Pur restando oltre la soglia dei 50 punti, che separa la crescita dalla contrazione, per il settimo mese consecutivo la rilevazione è risultata inferiore alle attese di un sondaggio Reuters, a 58,5 punti.

"Il Pmi flash di settembre evidenzia una sfortunata combinazione di una crescita economica drasticamente più lenta e al forte aumento dei prezzi", ha scritto in un comunicato Chris Williamson, chief business economist di IHS Markit.

"La crescita probabilmente si indebolirà ulteriormente nei prossimi mesi, se i disagi legati ai prezzi e all'approvvigionamento non mostreranno segnali d'attenuazione, in particolare se in combinazione con un qualsiasi aumento dei contagi del virus quest'autunno", ha aggiunto.

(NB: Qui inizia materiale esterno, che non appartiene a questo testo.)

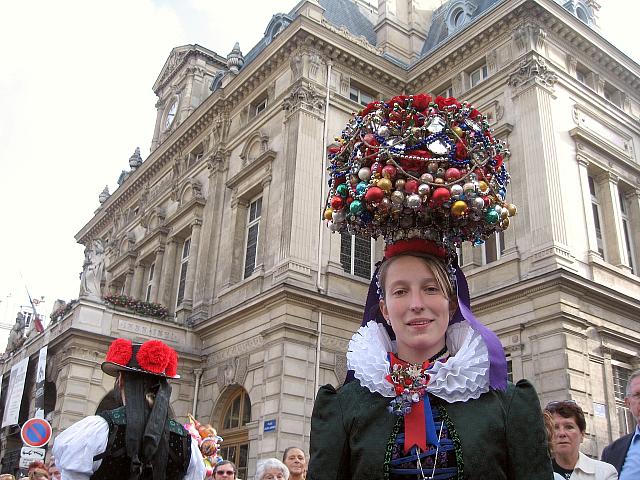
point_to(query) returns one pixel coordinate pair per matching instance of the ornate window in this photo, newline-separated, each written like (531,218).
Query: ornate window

Il sottoindice dei costi input è avanzato a 70,5, ai massimi di oltre due decenni. Ciò suggerisce che i disagi di fornitura - uno dei principali fattori dietro all'incremento dei prezzi a livello globale negli ultimi mesi - non sono ancora risolti e che l'andamento in rialzo dell'inflazione persisterà ancora per almeno un paio di mesi.

Infatti, l'ottimismo sulla produzione futura è scivolato ai minimi di otto mesi, in contrasto con il miglioramento dei dati sulla fiducia dei consumatori, pubblicati ieri dalla Commissione europea.

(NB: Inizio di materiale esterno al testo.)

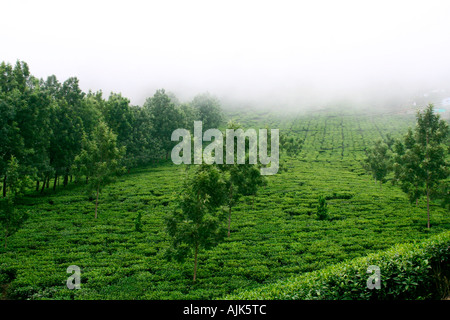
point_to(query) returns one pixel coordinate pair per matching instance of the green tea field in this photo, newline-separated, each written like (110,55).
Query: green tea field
(273,237)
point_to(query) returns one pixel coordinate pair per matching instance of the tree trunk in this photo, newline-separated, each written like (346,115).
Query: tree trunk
(428,206)
(43,184)
(96,202)
(229,221)
(66,177)
(195,261)
(4,186)
(54,183)
(229,210)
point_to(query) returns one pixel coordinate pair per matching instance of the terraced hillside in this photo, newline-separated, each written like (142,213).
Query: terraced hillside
(272,238)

L'indice Pmi legato al settore dei servizi, il primo nella zona euro, è scivolato a settembre a 56,3 dal 59,0 rilevato ad agosto, ai minimi da maggio e ben inferiore alle attese di un sondaggio Reuters, a 58,5.

L'indice che monitora la domanda nel settore si è espanso ai ritmi più lenti in cinque mesi.

Inoltre, il Pmi per il settore manifatturiero è calato a 58,7 da 61,4 ad agosto, ai minimi da febbraio e ben inferiore alle attese di un sondaggio Reuters, a 60,3 punti. L'indice per la produzione, che contribuisce al Pmi composito, è scivolato a 55,6 da 59,0, ai minimi di otto mesi.

La debole domanda ha ridotto le nuove assunzioni ai ritmi più lenti degli ultimi sei mesi. Invece i backlog hanno visto un'espansione a un ritmo sostenuto, segnalando peggiori disagi di fornitura.